O amor não é algo que possamos produzir, provocar ou instituir. Acontece para além de nós, antes de nós, sem nosso concurso e mesmo apesar de nós. E tudo transforma: nossa maneira de ver o mundo, de perceber as coisas e as pessoas, de conhecer.
Maria Clara L. Bingemer
Com a proximidade do Dia dos Namorados, é irresistível a
tentação de falar sobre o amor. Tema tão eterno quanto desgastado; tão
desafiante quanto banalizado; tão indispensável quanto tantas vezes sentido
como supérfluo.
No entanto, o amor, mais que qualquer outra palavra ou
conceito, sempre está de volta. E o que
o faz tão fascinante e capaz de atrair nossa atenção é o fato de que sempre nos
escapa. Não conseguimos circunscrevê-lo
nem tampouco esgotá-lo, cerceá-lo em uma definição qualquer. E isso porque o
amor é maior do que nós.
A tal ponto isto é verdade que, quando ama, o “eu”, ao querer
estar consigo, tem que estar onde o outro bem amado está. Está totalmente descentrado. E neste momento não são apenas seus sentidos,
ou sua razão que o ajudam. O “eu” se
sente totalmente desamparado, justamente porque percebe que nem os sentidos nem
a razão o ajudam.
Pensar ou sentir sensorialmente não o ajudam mais nem lhe
dão segurança sobre si mesmo. Ao invés,
para sentir-se vivo, humano, pleno, o “eu” necessita não exercitar sua
capacidade de pensar, mas sentir-se pensado por outro. E também querido, amado por outro. A partir do momento em que experimenta essa
alteridade que o constitui como pessoa, percebe-se total e radicalmente
modificado em sua percepção do mundo inteiro, de si mesmo e da vida em geral.

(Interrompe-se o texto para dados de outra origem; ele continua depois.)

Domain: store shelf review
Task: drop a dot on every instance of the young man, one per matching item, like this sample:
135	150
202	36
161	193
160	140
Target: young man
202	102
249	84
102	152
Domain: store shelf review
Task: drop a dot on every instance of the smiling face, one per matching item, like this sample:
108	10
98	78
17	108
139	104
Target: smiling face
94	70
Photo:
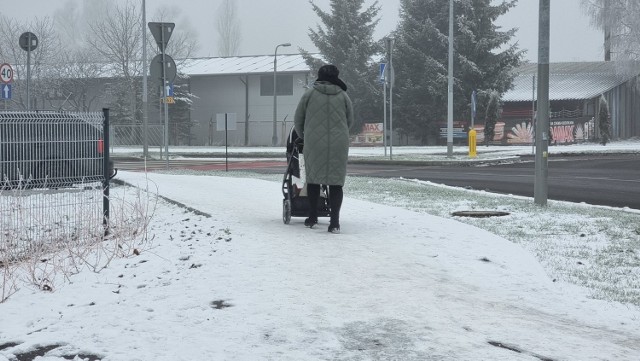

Até então autônomo (ou seja, dono de si mesmo), o “eu “passa
a ser heterônomo (ou seja, perdido a si mesmo, regido e guiado e determinado
pelo outro. É então que os parâmetros se rompem: o da igualdade, o da
simetria. A lógica da troca, dos direitos
e deveres está estilhaçada, pois o amor tem o poder de inaugurar outra lógica:
a lógica da graça e da gratuidade. É, em
suma, a lógica do dom.
É apenas quando entra nesta lógica que o ser humano
aproxima-se do ponto a partir do qual poderá ser digno deste nome. Pois, enquanto o que impera é a lógica da
troca, do mérito, dos sentidos despertos, ainda não se entrou naquilo que traz
o selo da originalidade e que faz a criatura humana imagem e semelhança do
Criador.
Pois, o que distingue o Criador senão o fato de que amou
primeiro? Quem é Deus senão Aquele que
decidiu amar sem razão e em primeiro lugar, antes de qualquer sinal do bem
amado de que responderia ou corresponderia a seu infinito amor? Deus ama aquilo
que ainda não existe. E o amor cria, faz
do nada vida, faz existir. Assim também
pelo amor o ser humano de certa forma “cria”, traz o outro à existência. A mais insignificante das criaturas é
infinitamente valiosa e única aos olhos do amante, que a faz existir como bem
amada, querida e desejada.
Entrar nesta lógica de desequilíbrio e gratuidade é uma
ousada aventura. Porém, é a única coisa
que nos faz verdadeiramente humanos.
Pois, só aí estaremos refletindo, como um espelho, o Amor infinito que
nos amou primeiro e que nos fez existir.
Porque existimos, podemos amar, desde que consintamos em entrar na
lógica inenarrável e fascinante do amor.
O namoro pode ser, portanto, poderoso e fecundo aprendizado
para o verdadeiro amor. Se souber resguardar-se da “liquefação“ viscosa que
infecta todas as relações hoje em dia, poderá ser um sadio e amplo laboratório
para o exercício do dom, da gratuidade, da entrega, do perdão, do serviço e de
todas as formas que a humanidade inventou ao longo de sua história.
Pois, o maior dom é o próprio amor. E quando este dom acontece, doador e receptor
passam a segundo plano. Só fica,
resplandecente, o próprio amor que a cada minuto se reinventa e por isso
reafirma em alto e bom som que a vida tem a última palavra.
* Maria Clara Lucchetti Bingemer, professora do Departamento
de Teologia da PUC-Rio, é autora de 'A argila e o Espírito — Ensaios sobre
ética, mística e poética' (Ed. Garamond), entre outros livros.